In the case of social conversation, content is the key driver. Brands can initiate conversation, but can’t not manage them neither the language in which those conversations happen.
Take the case of BeingLatino, one of the fastest growing Hispanic social media platforms. Most of their conversations are initiated in English (though some happen in Spanish). Participants respond in both languages, and sometimes the same person switches from one to another. That’s the beauty of our segment. Interesting to note, Spanish is mostly used when conversations become more emotional and passionate about subjects like identity, immigration, discrimination, etc.

5. The more specific & relevant your social conversation, the more engaging it becomes #latinvisionCEOsummit
The same way some clients believe that their General Market ad campaign is relevant to target Bicultural Hispanics; they don’t see why they should have a different approach on social media. The reality is that if you want to engage your audience, you better create a conversation that is relevant and taps into their passions and interests.

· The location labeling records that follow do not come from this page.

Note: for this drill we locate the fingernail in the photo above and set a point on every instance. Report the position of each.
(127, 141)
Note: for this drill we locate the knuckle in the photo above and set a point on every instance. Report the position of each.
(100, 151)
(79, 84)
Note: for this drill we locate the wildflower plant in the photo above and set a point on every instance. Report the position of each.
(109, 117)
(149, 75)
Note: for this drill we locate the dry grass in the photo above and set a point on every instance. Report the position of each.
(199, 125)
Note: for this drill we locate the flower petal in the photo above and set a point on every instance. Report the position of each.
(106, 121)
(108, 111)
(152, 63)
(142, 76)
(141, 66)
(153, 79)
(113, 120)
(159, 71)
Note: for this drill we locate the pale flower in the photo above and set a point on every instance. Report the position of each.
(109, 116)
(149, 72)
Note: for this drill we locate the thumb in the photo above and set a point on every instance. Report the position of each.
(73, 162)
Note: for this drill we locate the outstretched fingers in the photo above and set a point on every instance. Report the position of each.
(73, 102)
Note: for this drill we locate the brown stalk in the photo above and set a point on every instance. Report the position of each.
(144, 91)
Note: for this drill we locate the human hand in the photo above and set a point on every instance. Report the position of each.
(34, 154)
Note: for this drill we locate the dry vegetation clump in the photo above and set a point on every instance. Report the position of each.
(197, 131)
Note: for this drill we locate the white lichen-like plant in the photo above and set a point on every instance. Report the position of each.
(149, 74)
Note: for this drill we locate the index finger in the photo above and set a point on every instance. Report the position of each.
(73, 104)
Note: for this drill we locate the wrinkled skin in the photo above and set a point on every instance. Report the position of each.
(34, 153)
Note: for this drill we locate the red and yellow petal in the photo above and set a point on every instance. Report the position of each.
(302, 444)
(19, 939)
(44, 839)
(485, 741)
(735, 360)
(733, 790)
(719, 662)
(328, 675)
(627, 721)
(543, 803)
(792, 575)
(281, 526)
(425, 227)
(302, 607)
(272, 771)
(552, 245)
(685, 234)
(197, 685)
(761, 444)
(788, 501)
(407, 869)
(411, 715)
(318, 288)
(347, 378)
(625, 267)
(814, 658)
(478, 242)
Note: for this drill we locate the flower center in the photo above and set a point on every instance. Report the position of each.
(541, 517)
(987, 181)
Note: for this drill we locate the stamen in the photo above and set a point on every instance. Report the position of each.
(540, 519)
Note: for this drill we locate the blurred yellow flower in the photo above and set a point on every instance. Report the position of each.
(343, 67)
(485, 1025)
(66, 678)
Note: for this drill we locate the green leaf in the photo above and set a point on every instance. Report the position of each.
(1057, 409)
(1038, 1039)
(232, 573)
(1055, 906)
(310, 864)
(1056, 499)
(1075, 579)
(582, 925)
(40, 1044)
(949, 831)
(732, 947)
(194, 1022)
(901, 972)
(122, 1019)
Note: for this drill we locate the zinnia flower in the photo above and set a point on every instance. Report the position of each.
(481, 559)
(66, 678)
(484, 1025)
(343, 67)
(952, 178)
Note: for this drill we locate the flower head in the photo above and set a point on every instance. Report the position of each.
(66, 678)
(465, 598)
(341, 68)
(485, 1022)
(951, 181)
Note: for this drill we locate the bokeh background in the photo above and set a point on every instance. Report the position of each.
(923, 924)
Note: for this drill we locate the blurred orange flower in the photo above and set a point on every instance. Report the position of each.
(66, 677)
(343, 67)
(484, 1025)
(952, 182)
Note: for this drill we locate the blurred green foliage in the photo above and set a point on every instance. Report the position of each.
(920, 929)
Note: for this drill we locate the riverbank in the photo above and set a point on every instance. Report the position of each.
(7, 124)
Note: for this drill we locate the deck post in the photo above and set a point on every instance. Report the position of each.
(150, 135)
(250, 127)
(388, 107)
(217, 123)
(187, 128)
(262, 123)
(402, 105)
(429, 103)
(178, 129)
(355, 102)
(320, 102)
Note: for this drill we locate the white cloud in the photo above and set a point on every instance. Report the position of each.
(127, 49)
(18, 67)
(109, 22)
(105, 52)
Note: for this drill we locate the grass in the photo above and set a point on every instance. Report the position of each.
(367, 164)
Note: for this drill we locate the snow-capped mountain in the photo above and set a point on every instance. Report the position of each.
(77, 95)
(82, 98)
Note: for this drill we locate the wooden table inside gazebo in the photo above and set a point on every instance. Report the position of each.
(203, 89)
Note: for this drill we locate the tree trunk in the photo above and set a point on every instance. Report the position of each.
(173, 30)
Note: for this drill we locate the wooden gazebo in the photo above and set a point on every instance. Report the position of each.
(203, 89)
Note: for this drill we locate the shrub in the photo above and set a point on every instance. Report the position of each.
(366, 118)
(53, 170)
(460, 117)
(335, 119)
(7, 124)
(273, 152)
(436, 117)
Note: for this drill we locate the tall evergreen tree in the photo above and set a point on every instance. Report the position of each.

And football (soccer), food and family shouldn’t be the only way. Social Media allows brands to engage in deeper and more relevant conversations. Let’s say you want to target moms (if you can get the mom, you can get the home). 36% of all Hispanic moms are single moms. They have different realities and issues: raising kids without a father, working and making money while taking care of their children, etc. A brand that can provide tools, advice, help those mother network to discuss their issues and solutions, will certainly build some preference among those moms. BTW, there are lots of single moms that are influential bloggers such as Latina on a mission .
That’s being relevant, that’s why doing specific social media strategies is a must.